約束のエンゲージリング
するりと手からすり抜けるような感覚に恐怖を覚えつい手を伸ばせば、自ら駆け寄ってきてくれた彼女。
彼女が知るよしもない過去のトラウマをまるで知っているかのような言葉。
〝妹としてずっと側にいる〟
その一言にどれだけ安堵したかなんて君は知らないだろう。
俺はいつか終わりが来る関係じゃなくて兄妹という永遠に終わらない関係を選んだんだ。
自分は情けないくらいに子供でそんな自分を君はすんなりと受け入れてくれた。
まだ泣いて罵倒してくれれば良かったのに、俺の為に笑う君はあまりにも綺麗でそれが更に自分を惨めにした。
この25年間という長い時間の中、俺なんかよりいい男は星の数ほどいただろうに。
それなのにこんなどうしようもない男を想い続けた彼女の25年間を思うと居た堪れない。

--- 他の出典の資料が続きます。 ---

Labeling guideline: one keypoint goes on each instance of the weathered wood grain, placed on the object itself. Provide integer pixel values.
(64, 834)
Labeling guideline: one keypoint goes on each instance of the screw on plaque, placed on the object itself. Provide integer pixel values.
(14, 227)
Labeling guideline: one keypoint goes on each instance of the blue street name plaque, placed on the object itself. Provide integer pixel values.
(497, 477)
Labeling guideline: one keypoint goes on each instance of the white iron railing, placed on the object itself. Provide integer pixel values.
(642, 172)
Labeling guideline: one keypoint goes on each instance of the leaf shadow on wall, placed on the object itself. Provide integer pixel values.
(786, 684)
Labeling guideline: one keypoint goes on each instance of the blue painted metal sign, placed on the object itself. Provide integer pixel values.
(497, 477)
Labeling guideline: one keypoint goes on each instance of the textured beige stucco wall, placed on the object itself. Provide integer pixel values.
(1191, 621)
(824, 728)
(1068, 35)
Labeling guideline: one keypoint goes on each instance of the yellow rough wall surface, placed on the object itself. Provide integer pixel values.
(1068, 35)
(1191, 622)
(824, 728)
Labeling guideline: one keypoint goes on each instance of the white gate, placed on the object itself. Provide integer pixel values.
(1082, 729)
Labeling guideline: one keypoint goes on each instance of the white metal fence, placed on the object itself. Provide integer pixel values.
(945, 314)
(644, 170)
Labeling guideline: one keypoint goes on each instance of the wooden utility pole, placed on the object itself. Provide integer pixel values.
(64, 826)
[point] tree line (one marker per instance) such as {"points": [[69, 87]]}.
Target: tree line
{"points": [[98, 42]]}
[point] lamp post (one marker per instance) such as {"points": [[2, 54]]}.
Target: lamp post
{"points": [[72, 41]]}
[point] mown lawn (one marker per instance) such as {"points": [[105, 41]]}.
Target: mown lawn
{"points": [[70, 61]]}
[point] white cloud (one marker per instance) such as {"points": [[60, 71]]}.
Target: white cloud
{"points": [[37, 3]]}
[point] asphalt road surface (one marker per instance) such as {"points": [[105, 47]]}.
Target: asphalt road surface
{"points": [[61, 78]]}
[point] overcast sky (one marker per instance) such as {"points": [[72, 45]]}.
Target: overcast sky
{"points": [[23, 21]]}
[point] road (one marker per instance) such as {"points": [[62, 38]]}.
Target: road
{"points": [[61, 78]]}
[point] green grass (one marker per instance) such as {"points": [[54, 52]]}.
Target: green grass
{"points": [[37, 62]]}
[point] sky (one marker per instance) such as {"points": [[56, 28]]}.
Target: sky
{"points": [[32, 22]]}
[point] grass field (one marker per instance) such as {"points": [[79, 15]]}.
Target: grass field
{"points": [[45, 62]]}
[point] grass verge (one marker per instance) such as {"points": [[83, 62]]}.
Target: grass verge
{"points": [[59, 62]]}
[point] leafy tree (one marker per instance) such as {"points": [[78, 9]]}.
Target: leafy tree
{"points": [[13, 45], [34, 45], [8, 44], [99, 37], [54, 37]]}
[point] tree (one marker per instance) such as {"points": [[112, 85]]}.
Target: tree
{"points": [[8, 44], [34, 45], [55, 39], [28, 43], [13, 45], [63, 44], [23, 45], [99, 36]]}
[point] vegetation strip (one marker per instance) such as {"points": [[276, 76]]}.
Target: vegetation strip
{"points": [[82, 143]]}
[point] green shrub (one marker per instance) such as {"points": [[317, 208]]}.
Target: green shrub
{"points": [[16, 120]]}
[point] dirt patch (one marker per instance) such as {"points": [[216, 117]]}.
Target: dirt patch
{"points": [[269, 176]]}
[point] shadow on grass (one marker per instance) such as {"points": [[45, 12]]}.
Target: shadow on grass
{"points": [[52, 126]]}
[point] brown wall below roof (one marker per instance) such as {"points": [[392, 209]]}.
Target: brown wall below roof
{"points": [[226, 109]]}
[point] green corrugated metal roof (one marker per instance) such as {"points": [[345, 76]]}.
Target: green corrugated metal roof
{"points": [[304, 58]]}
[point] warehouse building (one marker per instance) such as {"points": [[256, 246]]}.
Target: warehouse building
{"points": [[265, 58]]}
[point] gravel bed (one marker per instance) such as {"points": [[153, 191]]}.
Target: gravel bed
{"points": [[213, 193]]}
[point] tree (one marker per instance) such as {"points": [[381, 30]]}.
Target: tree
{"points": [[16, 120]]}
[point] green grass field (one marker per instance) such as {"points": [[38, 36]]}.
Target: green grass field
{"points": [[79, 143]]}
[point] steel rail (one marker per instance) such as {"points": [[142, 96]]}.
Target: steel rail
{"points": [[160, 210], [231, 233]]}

だから孝が言うように今まで通りに接するのが1番いい事だと分かっている。
優しい彼女に俺の出来る唯一の罪滅ぼし。
千佳は俺が望んだ〝妹〟になろうとしてくれたのに〝マサ兄〟と呼ばれた瞬間、矛盾しているがそれを受け入れたくないと思ってしまった。
どれだけ彼女が想ってくれても、それに応える事は出来ないというのに。